Penjabat Bupati Puncak Nicolaus Wenda
mengecam sikap tak profesional lembaga DPRD setempat melalui sekretaris dewan (Sekwan)
tak mengundang dirinya untuk hadir, saat sidang paripurna penetapan kepala
daerah (kada) terpilih kabupaten tersebut, di salah satu hotel di Jayapura,
Senin (20/8) malam.
Selaku pimpinan daerah di Kabupaten Puncak, dia
mempertanyakan alasan dibalik penetapan kepala daerah terpilih tanpa kehadiran
dirinya. Sebab justru dirinya baru mengetahui ada kegiatan penetapan pelantikan
bupati lewat pemberitaan media.
"Saya sangat kesal, ini menunjukan tidak adanya
kerjasama yang baik. Saya tidak tau alasan dibalik ini semua? Apa mereka semua
menganggap saya ini musuh atau apa? Saya rasa ini perlu di klarifikasi, apalagi
beredar informasi saya yang tidak hadir dalam sidang penetapan akan dilaporkan
ke mendagri,” serunya.
Dikatakan, berdasarkan kesepakatan dengan pihak DPRD
setempat sewaktu di Ilaga, jadwal penetapan semestinya digelar pada 23 Agustus
2018 akan ada pembahasan sidang Anggaran Belanja Tambahan (ABT) Kabupaten
Puncak, sementara pada 27 September 2018 barulah digelar sidang penetapan
bupati terpilih.
“Nyatanya sudah diubah oleh Sekwan dan Ketua DPRD. Ini tentu
bagi saya sebuah pelanggaran yang berat.

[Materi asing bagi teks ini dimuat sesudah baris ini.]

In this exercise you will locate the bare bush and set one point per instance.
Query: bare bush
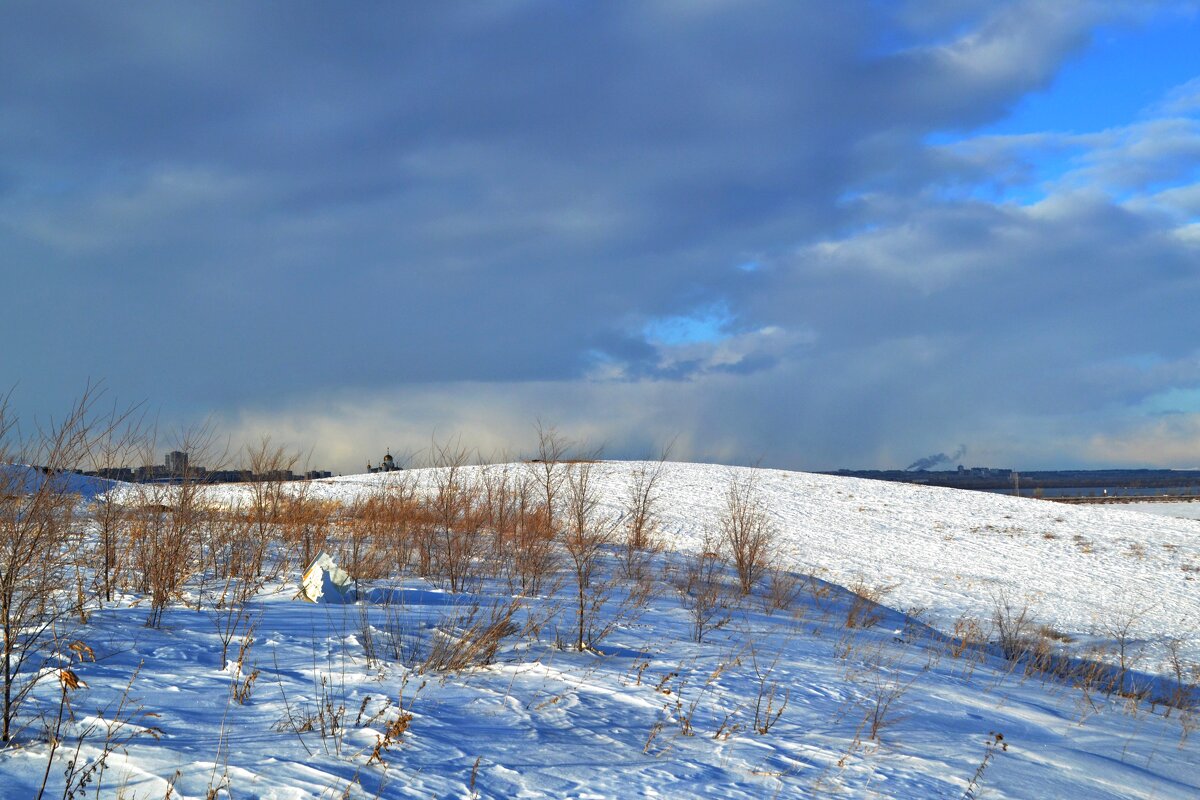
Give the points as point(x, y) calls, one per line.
point(703, 591)
point(1014, 626)
point(37, 543)
point(473, 638)
point(586, 534)
point(641, 510)
point(864, 608)
point(457, 517)
point(745, 530)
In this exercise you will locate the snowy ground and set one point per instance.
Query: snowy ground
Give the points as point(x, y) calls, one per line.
point(655, 714)
point(946, 552)
point(1179, 510)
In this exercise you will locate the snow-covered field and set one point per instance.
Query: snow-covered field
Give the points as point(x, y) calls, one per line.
point(946, 552)
point(777, 703)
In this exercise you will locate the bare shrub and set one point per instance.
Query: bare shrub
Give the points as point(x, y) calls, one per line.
point(864, 608)
point(745, 530)
point(532, 557)
point(772, 697)
point(546, 470)
point(457, 517)
point(703, 593)
point(270, 464)
point(1014, 626)
point(37, 543)
point(641, 510)
point(586, 534)
point(472, 638)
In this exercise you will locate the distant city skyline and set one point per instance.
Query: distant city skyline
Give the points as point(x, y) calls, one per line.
point(805, 235)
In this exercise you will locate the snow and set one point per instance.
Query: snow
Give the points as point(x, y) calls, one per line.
point(947, 552)
point(653, 713)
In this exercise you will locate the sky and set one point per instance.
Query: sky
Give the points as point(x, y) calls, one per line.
point(809, 235)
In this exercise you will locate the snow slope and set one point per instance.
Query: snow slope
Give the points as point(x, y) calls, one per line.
point(946, 552)
point(777, 703)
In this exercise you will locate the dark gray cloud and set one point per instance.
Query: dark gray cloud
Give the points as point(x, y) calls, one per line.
point(250, 209)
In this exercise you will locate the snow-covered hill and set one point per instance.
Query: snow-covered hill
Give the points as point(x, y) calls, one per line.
point(815, 696)
point(946, 553)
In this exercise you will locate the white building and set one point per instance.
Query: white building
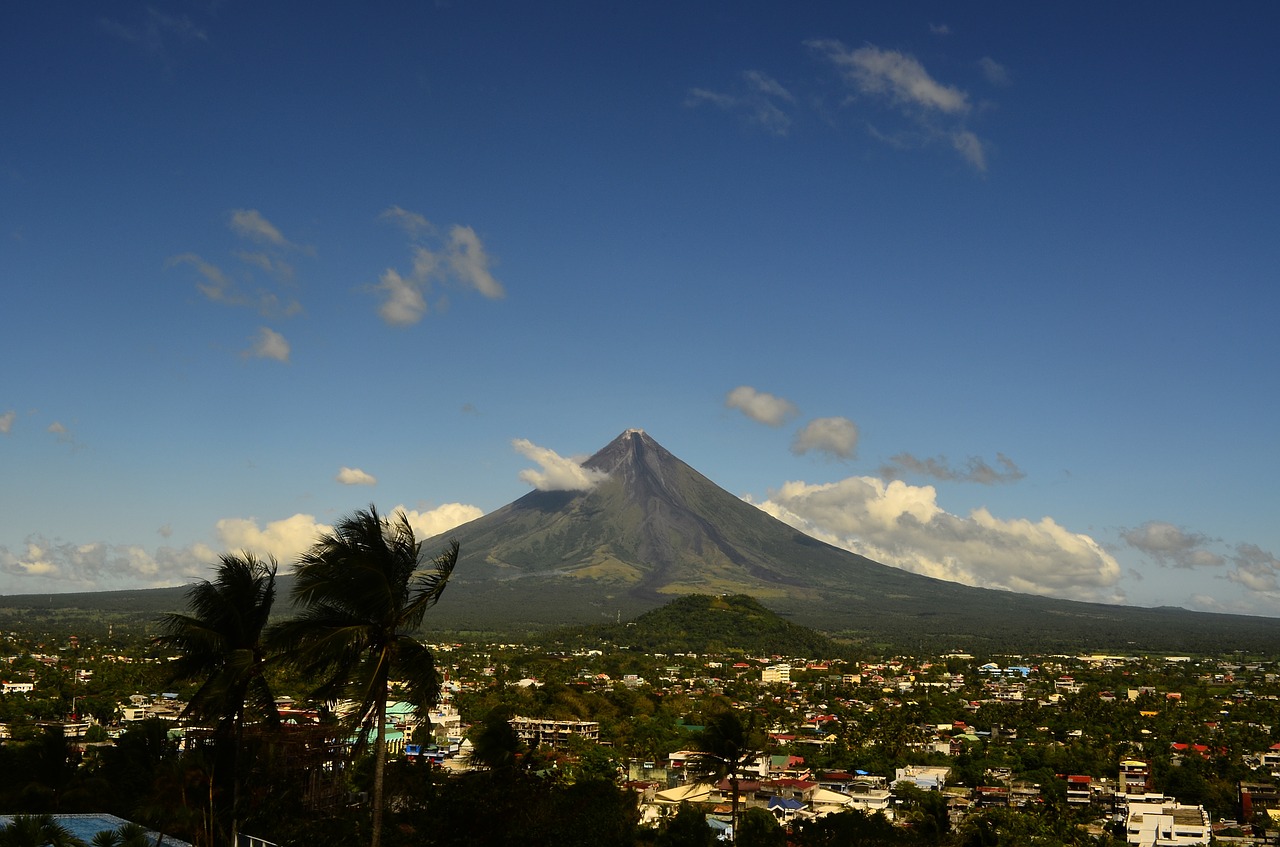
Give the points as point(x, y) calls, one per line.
point(776, 673)
point(1166, 824)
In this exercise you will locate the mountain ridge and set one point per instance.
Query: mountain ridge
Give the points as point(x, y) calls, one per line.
point(652, 529)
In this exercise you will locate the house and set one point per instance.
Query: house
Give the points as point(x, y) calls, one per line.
point(776, 673)
point(538, 732)
point(1134, 777)
point(1078, 788)
point(924, 777)
point(1166, 824)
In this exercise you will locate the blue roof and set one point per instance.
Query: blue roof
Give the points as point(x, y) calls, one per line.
point(85, 827)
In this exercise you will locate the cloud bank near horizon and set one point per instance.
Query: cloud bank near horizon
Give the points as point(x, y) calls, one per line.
point(904, 526)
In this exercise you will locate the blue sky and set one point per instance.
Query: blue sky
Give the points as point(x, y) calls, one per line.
point(986, 292)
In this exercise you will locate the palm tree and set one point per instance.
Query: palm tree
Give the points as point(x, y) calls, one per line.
point(726, 749)
point(364, 591)
point(37, 831)
point(220, 642)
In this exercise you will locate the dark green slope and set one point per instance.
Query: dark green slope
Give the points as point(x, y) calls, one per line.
point(702, 623)
point(658, 529)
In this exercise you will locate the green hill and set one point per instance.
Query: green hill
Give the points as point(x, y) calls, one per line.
point(703, 623)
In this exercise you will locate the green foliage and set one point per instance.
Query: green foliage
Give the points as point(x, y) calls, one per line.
point(686, 828)
point(364, 593)
point(758, 828)
point(705, 623)
point(848, 829)
point(519, 809)
point(37, 831)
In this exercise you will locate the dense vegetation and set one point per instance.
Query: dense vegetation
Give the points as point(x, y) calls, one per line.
point(700, 623)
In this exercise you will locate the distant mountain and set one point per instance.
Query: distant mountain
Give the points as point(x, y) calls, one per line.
point(703, 623)
point(654, 529)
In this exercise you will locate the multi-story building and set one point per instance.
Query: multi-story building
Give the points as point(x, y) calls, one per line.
point(1166, 824)
point(1134, 777)
point(539, 732)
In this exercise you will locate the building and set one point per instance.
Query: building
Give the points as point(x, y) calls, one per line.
point(1078, 788)
point(1256, 797)
point(1134, 777)
point(776, 673)
point(1166, 824)
point(539, 732)
point(923, 777)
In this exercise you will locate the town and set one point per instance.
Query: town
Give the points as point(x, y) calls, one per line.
point(947, 749)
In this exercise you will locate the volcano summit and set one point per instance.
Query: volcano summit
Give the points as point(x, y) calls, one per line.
point(647, 527)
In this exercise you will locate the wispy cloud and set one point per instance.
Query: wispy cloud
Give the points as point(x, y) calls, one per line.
point(836, 436)
point(250, 223)
point(996, 73)
point(64, 435)
point(901, 83)
point(1246, 564)
point(904, 526)
point(458, 259)
point(556, 472)
point(268, 344)
point(895, 76)
point(760, 406)
point(240, 288)
point(62, 566)
point(760, 99)
point(1256, 569)
point(155, 31)
point(355, 476)
point(1173, 545)
point(938, 467)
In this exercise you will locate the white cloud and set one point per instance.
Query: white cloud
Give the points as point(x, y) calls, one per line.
point(977, 470)
point(59, 566)
point(760, 406)
point(833, 435)
point(273, 265)
point(470, 261)
point(439, 520)
point(970, 149)
point(63, 434)
point(933, 109)
point(283, 539)
point(220, 288)
point(903, 525)
point(355, 476)
point(403, 303)
point(758, 102)
point(892, 74)
point(461, 260)
point(411, 223)
point(1256, 569)
point(995, 72)
point(56, 566)
point(269, 344)
point(216, 287)
point(557, 474)
point(1171, 545)
point(248, 223)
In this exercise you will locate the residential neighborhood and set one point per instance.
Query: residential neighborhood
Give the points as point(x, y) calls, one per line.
point(1138, 750)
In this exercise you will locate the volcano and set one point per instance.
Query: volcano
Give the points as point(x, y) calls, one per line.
point(650, 529)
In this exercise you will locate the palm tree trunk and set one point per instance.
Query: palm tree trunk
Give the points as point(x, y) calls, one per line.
point(379, 768)
point(732, 784)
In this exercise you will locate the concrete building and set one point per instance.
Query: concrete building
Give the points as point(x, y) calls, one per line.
point(538, 732)
point(1166, 824)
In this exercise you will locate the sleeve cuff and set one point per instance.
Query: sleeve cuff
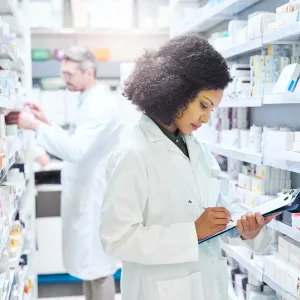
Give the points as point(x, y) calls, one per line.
point(258, 245)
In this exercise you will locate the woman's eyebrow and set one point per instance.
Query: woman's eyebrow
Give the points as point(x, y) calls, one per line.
point(209, 101)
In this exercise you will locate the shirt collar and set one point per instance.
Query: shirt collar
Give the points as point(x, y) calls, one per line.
point(84, 95)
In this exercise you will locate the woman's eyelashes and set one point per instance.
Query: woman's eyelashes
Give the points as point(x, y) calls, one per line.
point(203, 106)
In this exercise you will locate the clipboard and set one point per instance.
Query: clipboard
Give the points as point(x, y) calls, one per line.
point(288, 201)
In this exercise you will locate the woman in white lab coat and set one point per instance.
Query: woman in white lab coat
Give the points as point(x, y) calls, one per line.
point(163, 192)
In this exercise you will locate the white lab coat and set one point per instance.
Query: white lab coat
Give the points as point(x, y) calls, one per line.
point(153, 196)
point(85, 153)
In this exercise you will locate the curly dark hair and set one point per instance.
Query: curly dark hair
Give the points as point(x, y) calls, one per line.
point(165, 81)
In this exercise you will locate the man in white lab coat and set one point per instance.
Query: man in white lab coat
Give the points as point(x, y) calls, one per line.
point(85, 150)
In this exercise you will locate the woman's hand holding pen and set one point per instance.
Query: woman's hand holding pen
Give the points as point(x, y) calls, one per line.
point(212, 221)
point(215, 219)
point(250, 225)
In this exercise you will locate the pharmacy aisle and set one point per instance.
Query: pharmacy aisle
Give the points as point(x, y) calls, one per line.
point(254, 134)
point(17, 192)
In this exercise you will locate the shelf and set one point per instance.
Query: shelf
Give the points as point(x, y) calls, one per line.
point(286, 33)
point(272, 284)
point(255, 271)
point(45, 188)
point(231, 294)
point(286, 98)
point(6, 52)
point(212, 16)
point(13, 15)
point(22, 285)
point(285, 229)
point(248, 47)
point(239, 154)
point(288, 160)
point(54, 165)
point(242, 102)
point(248, 264)
point(98, 32)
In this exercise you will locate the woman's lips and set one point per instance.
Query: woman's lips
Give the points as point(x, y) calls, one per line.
point(195, 127)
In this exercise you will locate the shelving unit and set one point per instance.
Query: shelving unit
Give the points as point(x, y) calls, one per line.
point(11, 11)
point(245, 262)
point(214, 16)
point(242, 102)
point(14, 16)
point(256, 271)
point(285, 229)
point(284, 34)
point(239, 154)
point(97, 32)
point(242, 49)
point(276, 287)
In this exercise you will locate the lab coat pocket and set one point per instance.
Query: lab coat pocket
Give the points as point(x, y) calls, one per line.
point(211, 192)
point(223, 278)
point(187, 288)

Seharusnya mereka laporkan dulu ke
saya, apalagi saya ada di Jayapura untuk menghadiri kegiatan provinsi. Saya
pikir tidak sulit untuk menghubungi saya. Tinggal mengangkat telpon atau
menghubungi lewat pesan singkat,” jelasnya.
Dengan adanya kejadian, Wenda menilai Sekwan dan Ketua DPRD
Kabupaten Puncak tidak menghargai keberadaan dirinya yang ditunjuk dengan SK
oleh Mendagri sebagai Penjabat Bupati. Dirinya pun meminta Kemendgari untuk
segera menanggapi secara serius, sikap yang ditunjukan pihak dewan yang
melaksanakan sidang tanpa menghadirkan kepala pemerintahan setempat.
“Yang pasti saya tidak ingin disalahkan, sebab ini bukan
menjadi kesalahan saya tetapi pihak dewan yang tidak menghubungi kami,”
ucapnya.
Ditambahkan dia, situasi pemerintahan di Puncak saat ini
belum berjalan dengan baik sebab sebagian besar ASN belum masuk kantor, pasca
Pilkada bupati 27 Juni 2018 lalu. Bahkan saat apel pagi saja, dari 1000-an
pegawai yang terdaftar, hadir tak sampai seratus orang.
“Tentunya ini sangat mengecewakan, apakah ini sudah menjadi
kebiasaan? Intinya, semenjak saya jadi penjabat bupati hanya segelintir pegawai
yang berkantor. Semua eselon II, staf termasuk sekda sudah masuk dalam tim
sukses salah satu calon.”
“Sehingga kehadiran saya seperti tidak penting bagi mereka.
Ini yang saya harap menjadi perhatian semua pihak,” pungkasnya.